Switzerland’s prisons have begun launching online stores to sell handmade wooden toys and wicker baskets to clients outside their walls.
The Pöschwies jail in canton Zurich has gone one better, offering trendy shoulder bags and exclusive picnic hampers.
With 430 inmates, Pöschwies is Switzerland’s biggest prison. Like Champ-Dollon in Geneva, it is faced with problems of overcrowding, increasing violence and overworked personnel.
In July, the country’s prison directors warned of potentially explosive situations within their establishments.
As unrest grows, prison heads have demanded more space and more personnel.
But their calls have fallen on deaf ears in Zurich and Geneva, where the cantonal authorities are strapped for cash.

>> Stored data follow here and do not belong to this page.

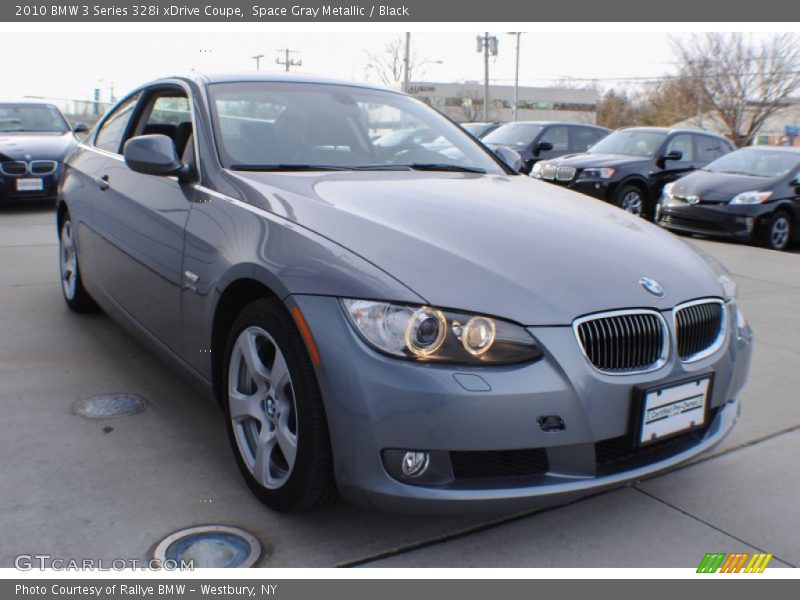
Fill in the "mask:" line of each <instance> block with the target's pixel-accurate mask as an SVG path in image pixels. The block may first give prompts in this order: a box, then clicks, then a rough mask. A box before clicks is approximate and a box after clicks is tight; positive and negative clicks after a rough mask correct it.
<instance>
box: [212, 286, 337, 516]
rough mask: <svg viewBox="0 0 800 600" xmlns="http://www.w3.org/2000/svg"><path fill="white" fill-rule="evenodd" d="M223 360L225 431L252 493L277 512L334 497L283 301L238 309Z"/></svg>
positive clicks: (267, 301) (304, 344)
mask: <svg viewBox="0 0 800 600" xmlns="http://www.w3.org/2000/svg"><path fill="white" fill-rule="evenodd" d="M281 358H282V359H283V360H281ZM223 365H224V370H223V377H224V387H223V388H222V391H223V406H224V409H225V415H226V419H225V420H226V423H227V427H228V436H229V438H230V442H231V446H232V448H233V452H234V455H235V457H236V463H237V465H238V466H239V470H240V471H241V472H242V475H243V476H244V479H245V481H246V482H247V485H248V486H249V487H250V489H251V490H252V491H253V493H254V494H255V495H256V496H257V497H258V498H259V499H260V500H261V501H262V502H263V503H264V504H266V505H267V506H268V507H269V508H271V509H273V510H276V511H281V512H287V511H294V510H309V509H313V508H318V507H321V506H324V505H326V504H328V503H330V502H331V501H332V500H333V499H335V498H336V495H337V492H336V484H335V482H334V479H333V466H332V464H333V461H332V456H331V447H330V438H329V434H328V426H327V420H326V417H325V410H324V406H323V402H322V394H321V392H320V390H319V385H318V383H317V379H316V375H315V374H314V368H313V366H312V364H311V359H310V358H309V356H308V351H307V349H306V346H305V343H304V342H303V339H302V337H300V334H299V333H298V331H297V328H296V326H295V324H294V321H293V319H292V317H291V315H290V314H289V312H288V311H287V310H286V307H285V306H284V305H283V303H281V302H280V301H278V300H277V299H272V298H263V299H260V300H256V301H254V302H252V303H250V304H248V305H247V306H246V307H245V308H244V309H243V310H242V311H241V312H240V313H239V315H238V317H237V318H236V320H235V321H234V323H233V326H232V327H231V330H230V333H229V335H228V340H227V344H226V347H225V361H224V363H223ZM276 370H277V371H278V373H275V371H276ZM274 378H277V380H278V381H277V382H275V381H274V380H273V379H274ZM292 454H294V457H292Z"/></svg>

Rather than wait for an answer, the staff at Pöschwies launched their own fundraising scheme. In May 2003, an online shop opened for business, selling objects made by the inmates in the prison workshops.
While Swiss customers can buy “traditional” prison products, such as wooden furniture, toys and small baskets, over the internet, the Zurich jail has even more to offer.
One of the popular lines has been the “Escape Basket”, a limited edition picnic basket. It is designed to help couples make a romantic getaway.
But the most requested item from the online shop has been the “Jail Bag”, a shoulder bag cut and assembled from tarpaulin sheets.
“The Jail Bag alone had earned us SFr25,000 ($19,500) by the end of 2003,” said Karin Eggli, head of the online shop project. Total sales were worth SFr30,000.
Eggli says she is satisfied with the shop’s progress so far.
“At the moment, we have around 35 orders a month,” she told swissinfo. “I am very pleased both with the sales and the response we’ve had.”
The target market is 25 to 40-year-olds who work online.
This group has been made aware of the prison shop through advertisements in a free newspaper. The day the first one was published, around 500,000 people logged on to the website.
Eggli has two goals in mind for the shop. One is to conquer new markets and increase sales.
The other, according to the project leader, is to do away with old prejudices concerning prison articles.
“We aren’t just putting bags together,” she said, “we are making something that is trendy and worth the money.”
Eggli adds that the prisoners are also satisfied with the results, because they feel their work is worthwhile and recognised.
“Welcome to the ‘clink’ shop”, says the banner on the store website’s front page. But beyond that point, humour is forgotten as business takes over.
But the Pöschwies online store is just a side business for the prison workshops.
“We produce articles mostly for regular customers, such as small and medium-sized companies, or institutions like hospitals,” she told swissinfo.
Products such as Jail Bags are only assembled when all other work is completed and inmates are available.
Two other prisons in Switzerland have opened online shops: Lenzburg in canton Aargau and St. Johannsen in canton Bern. Both are selling the traditional prison wares.
Making money is not the main goal. “The online store is more of a calling card, aimed at showing our up-to-date sales approach,” said Lenzburg’s administrator, Bernhard Taeschler.
St Johannsen’s director, Ulrich Luginbühl, believes that direct contact with customers is still more important than an online presence. But he adds that most of the prison’s business is with traders and not private clients.
At the end of day, all three prisons have the same goal in mind: to sell their products to lighten the burden on the taxpayer.
swissinfo, Renat Künzi
Under Swiss law, inmates must work during their detention.
Prisoners earn between SFr20 and SFr30 per day’s work.
Sales of products and services help cover the cost of running the prison.
Three Swiss prisons have online shops: Pöschwies, Lenzburg and St. Johannsen.
So far, earnings have been small.
The best-selling article has been the Pöschwies Jail Bag.